Estratto del documento

Marketing e comunicazione d'impresa

Esame orale

Almeno 4 domande inerenti a parti diverse del programma.

Appelli 2017

  • 11 gennaio
  • 30 gennaio
  • 22 maggio
  • 19 giugno
  • 3 luglio
  • 11 settembre

Orario di ricevimento

Mercoledì e giovedì ore 11 durante il periodo delle lezioni.

Moduli

  • Concetti introduttivi
  • Processi analitici di marketing
  • Processi strategici di marketing
  • Processi operativi di marketing
  • Processi di pianificazione e controllo di marketing

Caratteri del marketing

Dinamicità. Fattori che determinano la dinamicità:

  • Comportamento del consumatore
  • Tecnologia a disposizione

Il marketing deve continuamente adeguarsi al progresso.

Il marketing rientra tra le discipline economico-aziendali, tuttavia è una disciplina di confine, in quanto influenzata da altre scienze quali psicologia, sociologia, etica, ecc.

Concretezza. Applicabilità del marketing a qualunque campo dell’agire umano.

Modulo 1: Concetti introduttivi

Concetti introduttivi

Bisogno

Il bisogno secondo Adam Smith è “la molla dell’agire umano”.

Nel marketing il bisogno nasce dalla discrepanza tra stato attuale dell’individuo e stato desiderato o ideale dell’individuo: è uno stato di tensione che si genera tra stato attuale e stato desiderato.
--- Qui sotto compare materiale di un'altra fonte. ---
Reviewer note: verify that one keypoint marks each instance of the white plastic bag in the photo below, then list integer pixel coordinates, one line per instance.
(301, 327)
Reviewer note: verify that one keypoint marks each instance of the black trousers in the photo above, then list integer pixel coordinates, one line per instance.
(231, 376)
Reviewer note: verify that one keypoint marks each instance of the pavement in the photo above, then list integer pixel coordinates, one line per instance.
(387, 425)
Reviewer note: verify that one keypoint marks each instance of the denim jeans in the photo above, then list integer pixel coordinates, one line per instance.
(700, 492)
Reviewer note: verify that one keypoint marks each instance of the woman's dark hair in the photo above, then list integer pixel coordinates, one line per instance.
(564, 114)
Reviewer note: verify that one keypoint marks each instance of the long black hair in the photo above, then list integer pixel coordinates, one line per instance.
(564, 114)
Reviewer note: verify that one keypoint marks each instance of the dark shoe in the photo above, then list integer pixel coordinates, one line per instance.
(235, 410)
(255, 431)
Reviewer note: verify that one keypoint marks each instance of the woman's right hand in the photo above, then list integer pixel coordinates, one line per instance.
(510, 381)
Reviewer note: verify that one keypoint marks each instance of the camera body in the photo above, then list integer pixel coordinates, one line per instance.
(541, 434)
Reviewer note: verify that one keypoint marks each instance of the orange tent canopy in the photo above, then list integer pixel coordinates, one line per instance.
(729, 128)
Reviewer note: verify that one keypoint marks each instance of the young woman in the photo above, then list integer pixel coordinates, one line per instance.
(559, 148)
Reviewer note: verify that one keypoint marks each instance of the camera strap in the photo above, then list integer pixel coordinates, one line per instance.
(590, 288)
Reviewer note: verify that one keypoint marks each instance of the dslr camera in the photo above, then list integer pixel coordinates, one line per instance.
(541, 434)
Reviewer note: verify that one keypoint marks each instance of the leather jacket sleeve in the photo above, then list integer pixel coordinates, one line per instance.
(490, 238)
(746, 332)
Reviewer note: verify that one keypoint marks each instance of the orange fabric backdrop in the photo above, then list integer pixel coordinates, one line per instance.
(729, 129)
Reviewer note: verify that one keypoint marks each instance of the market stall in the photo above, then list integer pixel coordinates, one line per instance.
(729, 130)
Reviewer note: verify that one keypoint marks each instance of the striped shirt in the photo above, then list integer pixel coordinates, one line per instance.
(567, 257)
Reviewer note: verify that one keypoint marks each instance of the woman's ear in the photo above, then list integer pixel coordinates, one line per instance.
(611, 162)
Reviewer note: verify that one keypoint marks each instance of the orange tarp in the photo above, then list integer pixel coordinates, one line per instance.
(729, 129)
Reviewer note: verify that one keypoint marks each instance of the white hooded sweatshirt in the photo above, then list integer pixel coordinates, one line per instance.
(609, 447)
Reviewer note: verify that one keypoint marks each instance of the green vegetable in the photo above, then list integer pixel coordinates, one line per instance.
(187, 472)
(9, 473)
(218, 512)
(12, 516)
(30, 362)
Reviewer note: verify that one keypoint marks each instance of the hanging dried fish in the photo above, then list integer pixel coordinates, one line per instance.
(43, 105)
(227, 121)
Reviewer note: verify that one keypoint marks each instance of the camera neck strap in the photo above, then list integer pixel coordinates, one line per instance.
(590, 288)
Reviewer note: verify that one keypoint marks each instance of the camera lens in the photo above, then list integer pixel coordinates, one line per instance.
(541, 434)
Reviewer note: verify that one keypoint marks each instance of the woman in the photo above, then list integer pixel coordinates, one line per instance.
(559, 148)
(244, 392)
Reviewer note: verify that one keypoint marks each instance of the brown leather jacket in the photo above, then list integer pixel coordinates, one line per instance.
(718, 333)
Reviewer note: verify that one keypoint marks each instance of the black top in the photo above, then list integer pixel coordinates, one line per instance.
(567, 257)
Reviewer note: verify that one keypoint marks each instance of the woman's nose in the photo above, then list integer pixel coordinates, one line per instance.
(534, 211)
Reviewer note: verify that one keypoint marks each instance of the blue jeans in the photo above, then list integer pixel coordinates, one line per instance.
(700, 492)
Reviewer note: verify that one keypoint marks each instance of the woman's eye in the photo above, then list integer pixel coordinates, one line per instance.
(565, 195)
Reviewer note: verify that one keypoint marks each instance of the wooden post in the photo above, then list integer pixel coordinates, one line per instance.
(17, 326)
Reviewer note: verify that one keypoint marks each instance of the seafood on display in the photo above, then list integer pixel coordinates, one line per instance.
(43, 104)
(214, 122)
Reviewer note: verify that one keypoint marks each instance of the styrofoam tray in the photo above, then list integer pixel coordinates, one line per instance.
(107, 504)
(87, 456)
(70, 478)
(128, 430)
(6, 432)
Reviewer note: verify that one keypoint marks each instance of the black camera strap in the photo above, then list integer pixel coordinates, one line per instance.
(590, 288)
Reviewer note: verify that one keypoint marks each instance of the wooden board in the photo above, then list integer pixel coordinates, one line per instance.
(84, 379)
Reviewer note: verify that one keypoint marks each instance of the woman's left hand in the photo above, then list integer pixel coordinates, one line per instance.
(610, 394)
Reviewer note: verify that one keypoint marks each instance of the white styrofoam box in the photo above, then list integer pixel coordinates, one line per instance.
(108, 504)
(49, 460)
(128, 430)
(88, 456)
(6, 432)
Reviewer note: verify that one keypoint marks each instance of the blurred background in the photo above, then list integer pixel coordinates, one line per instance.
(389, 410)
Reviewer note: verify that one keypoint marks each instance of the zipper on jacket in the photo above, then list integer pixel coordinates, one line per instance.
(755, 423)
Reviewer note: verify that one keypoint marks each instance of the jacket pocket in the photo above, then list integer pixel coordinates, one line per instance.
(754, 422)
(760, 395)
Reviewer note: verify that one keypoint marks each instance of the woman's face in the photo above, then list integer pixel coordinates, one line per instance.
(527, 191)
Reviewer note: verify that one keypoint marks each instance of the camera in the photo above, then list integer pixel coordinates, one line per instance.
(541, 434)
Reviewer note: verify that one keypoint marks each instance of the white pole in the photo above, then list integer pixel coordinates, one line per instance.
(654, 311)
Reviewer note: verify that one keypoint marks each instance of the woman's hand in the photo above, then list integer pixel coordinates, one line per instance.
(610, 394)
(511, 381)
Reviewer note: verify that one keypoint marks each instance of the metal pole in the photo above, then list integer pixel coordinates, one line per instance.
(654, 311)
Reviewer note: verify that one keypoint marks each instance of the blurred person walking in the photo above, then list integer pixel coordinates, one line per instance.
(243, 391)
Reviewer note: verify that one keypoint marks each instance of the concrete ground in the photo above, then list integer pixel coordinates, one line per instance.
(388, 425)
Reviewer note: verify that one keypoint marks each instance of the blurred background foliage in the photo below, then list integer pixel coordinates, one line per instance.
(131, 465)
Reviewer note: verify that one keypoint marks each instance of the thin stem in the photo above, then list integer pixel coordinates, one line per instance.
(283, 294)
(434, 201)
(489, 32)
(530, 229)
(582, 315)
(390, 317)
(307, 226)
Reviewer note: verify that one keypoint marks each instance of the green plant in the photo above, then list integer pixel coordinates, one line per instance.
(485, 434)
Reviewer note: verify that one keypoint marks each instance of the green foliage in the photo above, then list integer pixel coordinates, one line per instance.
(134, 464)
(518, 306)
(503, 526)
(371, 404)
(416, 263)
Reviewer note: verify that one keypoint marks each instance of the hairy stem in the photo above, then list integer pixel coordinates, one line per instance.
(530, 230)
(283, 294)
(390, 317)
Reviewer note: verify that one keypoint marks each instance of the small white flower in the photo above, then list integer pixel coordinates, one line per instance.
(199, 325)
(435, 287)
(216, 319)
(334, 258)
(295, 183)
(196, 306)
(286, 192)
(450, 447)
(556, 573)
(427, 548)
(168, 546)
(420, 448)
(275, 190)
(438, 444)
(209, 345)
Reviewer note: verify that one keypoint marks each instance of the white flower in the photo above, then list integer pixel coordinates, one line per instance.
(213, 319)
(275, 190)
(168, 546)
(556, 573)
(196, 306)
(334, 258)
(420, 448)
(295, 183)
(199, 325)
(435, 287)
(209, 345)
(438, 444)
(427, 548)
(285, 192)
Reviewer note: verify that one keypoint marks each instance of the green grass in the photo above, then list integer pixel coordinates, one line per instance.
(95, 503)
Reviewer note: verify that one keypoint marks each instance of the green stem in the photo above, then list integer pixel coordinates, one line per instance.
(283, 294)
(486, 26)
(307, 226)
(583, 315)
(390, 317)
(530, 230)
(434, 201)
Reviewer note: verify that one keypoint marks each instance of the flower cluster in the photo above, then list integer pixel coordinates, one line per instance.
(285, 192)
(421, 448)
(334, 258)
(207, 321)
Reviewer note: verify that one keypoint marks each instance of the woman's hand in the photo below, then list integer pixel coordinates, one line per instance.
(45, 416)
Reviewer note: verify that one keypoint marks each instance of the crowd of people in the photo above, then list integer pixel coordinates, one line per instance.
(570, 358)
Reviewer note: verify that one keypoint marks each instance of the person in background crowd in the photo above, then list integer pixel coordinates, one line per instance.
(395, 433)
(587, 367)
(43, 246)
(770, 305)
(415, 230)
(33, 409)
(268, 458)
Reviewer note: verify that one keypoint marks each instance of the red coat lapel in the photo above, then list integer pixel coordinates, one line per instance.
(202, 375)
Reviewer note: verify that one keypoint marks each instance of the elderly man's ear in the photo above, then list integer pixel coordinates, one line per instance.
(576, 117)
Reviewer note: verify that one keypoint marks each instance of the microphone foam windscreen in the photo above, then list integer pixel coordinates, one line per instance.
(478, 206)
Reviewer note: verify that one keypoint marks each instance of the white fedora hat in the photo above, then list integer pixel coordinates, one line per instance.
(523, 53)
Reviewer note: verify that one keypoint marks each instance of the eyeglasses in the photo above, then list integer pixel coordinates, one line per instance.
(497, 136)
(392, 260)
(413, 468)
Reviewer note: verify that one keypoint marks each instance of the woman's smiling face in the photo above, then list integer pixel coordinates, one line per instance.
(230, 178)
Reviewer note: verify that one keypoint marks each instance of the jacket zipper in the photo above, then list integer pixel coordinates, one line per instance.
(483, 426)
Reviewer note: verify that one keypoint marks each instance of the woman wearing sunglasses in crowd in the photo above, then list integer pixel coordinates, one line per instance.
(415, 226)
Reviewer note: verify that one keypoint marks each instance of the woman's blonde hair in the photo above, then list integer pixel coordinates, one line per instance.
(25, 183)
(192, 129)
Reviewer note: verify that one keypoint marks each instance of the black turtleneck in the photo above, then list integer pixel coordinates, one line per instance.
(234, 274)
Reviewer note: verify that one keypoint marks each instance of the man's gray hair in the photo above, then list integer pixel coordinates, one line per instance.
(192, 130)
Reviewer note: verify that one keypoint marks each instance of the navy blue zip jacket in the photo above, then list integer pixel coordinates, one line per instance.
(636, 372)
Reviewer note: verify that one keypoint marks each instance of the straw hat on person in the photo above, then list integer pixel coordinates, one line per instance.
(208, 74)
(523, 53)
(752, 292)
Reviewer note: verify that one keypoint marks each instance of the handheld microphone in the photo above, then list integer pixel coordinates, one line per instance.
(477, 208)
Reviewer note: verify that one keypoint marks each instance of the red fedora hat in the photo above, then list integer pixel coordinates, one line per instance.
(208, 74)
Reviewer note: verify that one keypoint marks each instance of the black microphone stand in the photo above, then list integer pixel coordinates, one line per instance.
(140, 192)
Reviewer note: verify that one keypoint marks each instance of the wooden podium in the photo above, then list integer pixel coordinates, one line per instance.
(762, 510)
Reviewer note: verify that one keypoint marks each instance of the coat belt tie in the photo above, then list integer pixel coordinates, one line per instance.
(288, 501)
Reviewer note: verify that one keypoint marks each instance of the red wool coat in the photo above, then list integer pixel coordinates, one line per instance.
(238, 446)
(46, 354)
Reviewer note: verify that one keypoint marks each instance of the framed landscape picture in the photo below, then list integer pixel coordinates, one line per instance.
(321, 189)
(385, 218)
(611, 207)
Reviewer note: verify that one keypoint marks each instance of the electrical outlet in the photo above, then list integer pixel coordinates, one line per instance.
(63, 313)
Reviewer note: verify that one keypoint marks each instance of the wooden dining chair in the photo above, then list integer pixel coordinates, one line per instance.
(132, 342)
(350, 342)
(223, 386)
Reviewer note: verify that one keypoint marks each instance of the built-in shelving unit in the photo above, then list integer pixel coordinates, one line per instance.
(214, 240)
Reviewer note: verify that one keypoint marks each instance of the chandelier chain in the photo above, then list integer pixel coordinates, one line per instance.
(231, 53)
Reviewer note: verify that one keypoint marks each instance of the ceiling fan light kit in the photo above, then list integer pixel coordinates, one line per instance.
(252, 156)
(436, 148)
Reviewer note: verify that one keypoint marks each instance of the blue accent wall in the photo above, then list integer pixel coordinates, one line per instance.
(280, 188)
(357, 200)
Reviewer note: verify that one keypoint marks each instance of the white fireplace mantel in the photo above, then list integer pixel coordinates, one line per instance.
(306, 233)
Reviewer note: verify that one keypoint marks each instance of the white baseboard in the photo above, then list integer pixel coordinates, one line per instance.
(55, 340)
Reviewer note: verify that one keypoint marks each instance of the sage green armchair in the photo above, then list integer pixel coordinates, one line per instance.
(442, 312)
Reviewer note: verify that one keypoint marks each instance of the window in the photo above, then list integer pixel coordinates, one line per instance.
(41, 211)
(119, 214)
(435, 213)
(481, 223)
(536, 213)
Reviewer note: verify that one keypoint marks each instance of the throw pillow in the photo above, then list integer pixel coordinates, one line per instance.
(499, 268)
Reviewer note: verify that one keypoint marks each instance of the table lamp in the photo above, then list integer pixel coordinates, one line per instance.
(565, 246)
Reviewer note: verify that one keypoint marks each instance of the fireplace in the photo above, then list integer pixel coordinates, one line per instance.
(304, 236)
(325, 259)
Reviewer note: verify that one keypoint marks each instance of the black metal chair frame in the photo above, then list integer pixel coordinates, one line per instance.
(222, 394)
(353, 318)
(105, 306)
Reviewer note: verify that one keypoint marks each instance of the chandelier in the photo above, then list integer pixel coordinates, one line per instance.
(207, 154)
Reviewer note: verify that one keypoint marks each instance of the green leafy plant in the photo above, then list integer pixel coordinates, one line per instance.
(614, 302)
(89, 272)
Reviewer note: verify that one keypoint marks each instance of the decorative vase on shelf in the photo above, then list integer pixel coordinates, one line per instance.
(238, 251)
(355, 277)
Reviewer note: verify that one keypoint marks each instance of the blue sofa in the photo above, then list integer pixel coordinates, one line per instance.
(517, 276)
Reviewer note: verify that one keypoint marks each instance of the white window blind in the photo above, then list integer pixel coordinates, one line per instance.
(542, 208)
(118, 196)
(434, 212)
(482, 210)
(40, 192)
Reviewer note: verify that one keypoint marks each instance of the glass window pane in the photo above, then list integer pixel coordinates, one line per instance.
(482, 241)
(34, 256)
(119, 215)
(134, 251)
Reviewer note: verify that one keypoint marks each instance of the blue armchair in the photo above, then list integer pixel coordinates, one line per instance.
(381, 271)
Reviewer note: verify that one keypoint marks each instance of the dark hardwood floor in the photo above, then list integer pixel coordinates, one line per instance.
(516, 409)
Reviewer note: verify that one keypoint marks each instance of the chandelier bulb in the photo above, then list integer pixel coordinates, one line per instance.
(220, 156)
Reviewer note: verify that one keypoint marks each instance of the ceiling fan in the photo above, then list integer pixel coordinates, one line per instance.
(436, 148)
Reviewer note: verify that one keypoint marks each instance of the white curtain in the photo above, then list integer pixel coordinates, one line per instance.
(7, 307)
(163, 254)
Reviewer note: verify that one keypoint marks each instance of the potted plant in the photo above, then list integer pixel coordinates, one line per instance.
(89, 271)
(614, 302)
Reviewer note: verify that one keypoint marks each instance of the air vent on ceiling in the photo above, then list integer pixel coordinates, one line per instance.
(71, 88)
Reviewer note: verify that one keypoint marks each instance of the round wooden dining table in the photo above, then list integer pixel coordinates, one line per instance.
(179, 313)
Lo stato di tensione nasce a seguito della funzione di risveglio, cioè quando sussiste un certo bisogno: i bisogni possono essere interni o esterni all’individuo.

Analisi dei bisogni

  • Caratteri:
    • Illimitatezza: i bisogni sono illimitati.
    • Intensità: il grado di intensità dei bisogni, man mano che vengono soddisfatti, decresce.
  • Classificazione. Maslow distingueva i bisogni in 5 categorie lungo una piramide (piramide dei bisogni di Maslow):
    • Bisogni fisiologici: bisogni che mantengono in vita l’individuo. Sono i primi a dover essere soddisfatti.
    • Bisogni di sicurezza: non intesa soltanto come incolumità fisica, ma in senso più ampio come mantenimento delle condizioni minime di soddisfacimento dei bisogni fisiologici.
    • Bisogni sociali: esigenza di relazionarsi agli altri.
    • Bisogni di stima: esigenza di ottenere l’apprezzamento di un gruppo o, in generale, della società.
    • Bisogni di autorealizzazione: l’individuo tende a ricercare l’apprezzamento di se stesso.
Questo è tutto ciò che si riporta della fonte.